To an experienced programmer this is seen as a backward step but it isn’t. Why should the average working programmer be bothered with the details of how data is represented and stored? It is a move towards abstraction to regard everything that looks like a number as a number, and not to distinguish different types of number, even.

Of course these differences still exist but its up to the compiler to deal with them and shield us from them.

Python doesn’t do this but it is still slightly different from other languages. It has three types of number, integers, floating point and complex numbers. It also distinguishes between general integers and booleans which are restricted to be 0 or 1.

Python integers are strange in that they work with an arbitrary number of digits. You can use:

a=123456789012345678901234567890
print(a*2)

and you can keep typing digits and the arithmetic will be done accurately. Most other languages have a very fixed limit on the number of digits you can use and you can write arithmetic expression that can overflow the representation i.e. you can get a result that is too big to represent.

Of course in practice there will be a limit and you will get an overflow but it varies according to the hardware and Python system.

Similarly, Python’s floating point numbers are implemented to fit in with the hardware or the operating system. Generally double precision floating point IEEE standard numbers.

It is worth pointing out that Python doesn’t make a distinction between primitive data types and other data types. Remember, everything in Python is an object and everything is on an equal footing.

Of course for reasons of efficiency this is mostly an illusion and integers, floats and complex numbers are implemented differently from a general object. These are matters of implementation and you are better off ignoring them as much as possible.

The point is that this is where the idea of type originates. At its most basic a data type is a way of representing something, and it is that representation that determines what operations you can use without having to convert to some other type.

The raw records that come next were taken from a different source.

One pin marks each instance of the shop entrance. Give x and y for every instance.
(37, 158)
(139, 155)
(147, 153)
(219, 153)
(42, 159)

For example you can perform arithmetic on numbers but not on characters that just happen to look like numbers.

Put simply, type tells you the operations that you can perform.

By declaring the type of an object you specify exactly what operations you can use and what methods you can call.

Class-Based Type

Now it is time to move on to the much wider concept of type that you find in all strongly-typed, class-based languages. In what follows the examples are given in a C++ or Java like class-based language to contrast with Python.

In most class-based languages, classes are considered to be types and not objects.

In a class-based language declaring a class also creates a new data type.

That is: 

Class MyClassA(){
  lots of properties
}

not only creates a new class, it also adds the new data type MyClassA to the type system.

In this system of doing things objects are of a particular type, and variables have to be declared as a particular type, and a variable can only reference objects of that type.

Now when you declare a variable of the type:

MyClassA myVariable;

the system knows what myVariable is referring to.

This allows the system to check that when you write:

myVariable.myProperty

that myProperty is indeed a property that is defined on the type. If it isn't then you get a compile-time error which you can correct before it throws a runtime error.

Contrast this with Python or any untyped language where myVariable can reference any object and hence you cannot deduce that:

myVariable.myProperty

is valid simply by reading it.

You can usually deduce its validity by reading the rest of the program, however. Strong typing makes this aspect of static analysis easier but this comes at a cost.

Notice that type occurs in two ways – a variable has a declared type and an object is of a particular type. 

At its simplest the strong typing simply enforces the rule that a variable can only reference an object of its declared type.

That is, an instance of a class has a type and only a variable of the same type can reference it.